Die Mutter, die in Dijon von dem zur Rassemblement National gehörenden Politiker Julien Odoul angefeindet wurde, hatte die Schulklasse ihres Sohnes zu der Sitzung begleitet. «Ich habe eine Ablehnung gespürt wie nie zuvor», sagte die nur als Fatima E. identifizierte Frau in einem von der Organisation Collectif contre l'islamophobie en France veröffentlichten Interview. «Inzwischen habe ich eine negative Einstellung zu dem, was als Republik bezeichnet wird.»

In fünf Monaten stehen in Frankreich Kommunalwahlen an. Und das trägt ganz wesentlich zur Verbissenheit der Debatten bei. Die Konservativen, die bei der jüngsten Parlamentswahl massive Verluste einstecken mussten, richten sich neu aus und setzen dabei auch auf einwanderungskritische Positionen. Das von ihnen im Senat vorangetriebene Gesetz dürfte allerdings im Unterhaus des Parlaments, das von der Partei von Präsident Emmanuel Macron kontrolliert wird, scheitern.

Kopftuch «nicht wünschenswert»

Doch auch innerhalb der Regierung von Macron offenbaren sich bei dem Thema Dissonanzen. Bildungsminister Jean-Michel Blanquer erklärte, es sei «nicht wünschenswert», dass eine Mutter während eines Schulausflugs ein Kopftuch trage. Ministerpräsident Édouard Philippe hingegen sagte, dies sei in Ordnung – solange die Mutter nicht anfange zu missionieren.

Macron selbst gibt sich betont zurückhaltend. Entscheidend sei, dass die Muslime in Frankreich, die sich überwiegend gut integriert hätten, nicht stigmatisiert würden, sagte der Präsident vergangene Woche.
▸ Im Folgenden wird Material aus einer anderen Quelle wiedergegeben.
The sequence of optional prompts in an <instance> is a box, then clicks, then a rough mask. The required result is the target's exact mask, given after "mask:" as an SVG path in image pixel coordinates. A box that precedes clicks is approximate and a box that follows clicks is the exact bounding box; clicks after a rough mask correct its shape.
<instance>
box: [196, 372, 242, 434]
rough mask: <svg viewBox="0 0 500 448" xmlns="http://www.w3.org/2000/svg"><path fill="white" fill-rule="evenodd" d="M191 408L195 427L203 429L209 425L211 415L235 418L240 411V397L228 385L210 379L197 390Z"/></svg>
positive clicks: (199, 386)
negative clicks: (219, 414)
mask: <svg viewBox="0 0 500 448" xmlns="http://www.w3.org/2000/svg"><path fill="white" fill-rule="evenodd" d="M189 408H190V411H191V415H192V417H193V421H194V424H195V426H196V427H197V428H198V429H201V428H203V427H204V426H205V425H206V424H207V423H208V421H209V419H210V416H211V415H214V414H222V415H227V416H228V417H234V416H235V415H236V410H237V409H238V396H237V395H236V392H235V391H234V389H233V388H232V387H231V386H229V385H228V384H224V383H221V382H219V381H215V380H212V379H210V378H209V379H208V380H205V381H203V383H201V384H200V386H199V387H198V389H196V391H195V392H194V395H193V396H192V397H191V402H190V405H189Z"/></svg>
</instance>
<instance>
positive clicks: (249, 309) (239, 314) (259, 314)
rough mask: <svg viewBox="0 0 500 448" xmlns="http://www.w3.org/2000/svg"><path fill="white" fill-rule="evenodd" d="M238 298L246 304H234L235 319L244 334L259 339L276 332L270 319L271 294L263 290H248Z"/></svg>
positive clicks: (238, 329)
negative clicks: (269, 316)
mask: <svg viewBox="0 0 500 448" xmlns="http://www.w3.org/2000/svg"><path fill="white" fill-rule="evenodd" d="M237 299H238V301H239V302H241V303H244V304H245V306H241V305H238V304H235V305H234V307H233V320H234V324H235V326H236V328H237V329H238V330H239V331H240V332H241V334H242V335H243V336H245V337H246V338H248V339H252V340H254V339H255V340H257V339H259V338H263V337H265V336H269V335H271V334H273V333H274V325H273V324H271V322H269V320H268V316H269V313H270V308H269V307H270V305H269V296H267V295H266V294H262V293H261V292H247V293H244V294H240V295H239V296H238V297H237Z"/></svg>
Rassemblement-National-Chefin Marine Le Pen bezeichnete das Kopftuch kürzlich als ein «ideologisches Symbol» und als «politische Waffe».
Vertreter der muslimischen Gemeinschaft wehren sich gegen solche Darstellungen – und sehen sie als mitverantwortlich für Angriffe wie den am Montag im Südwesten des Landes, bei dem ein 84-Jähriger vor einer Moschee zwei Menschen verletzte. Der prominente Lyoner Imam Kamel Kabtane kritisierte die «zänkische und gefährliche Medien- und Politik-Kampagne gegen Muslime und den Islam». Mit dieser würden «Franzosen gegen Franzosen» aufgewiegelt, sagte er.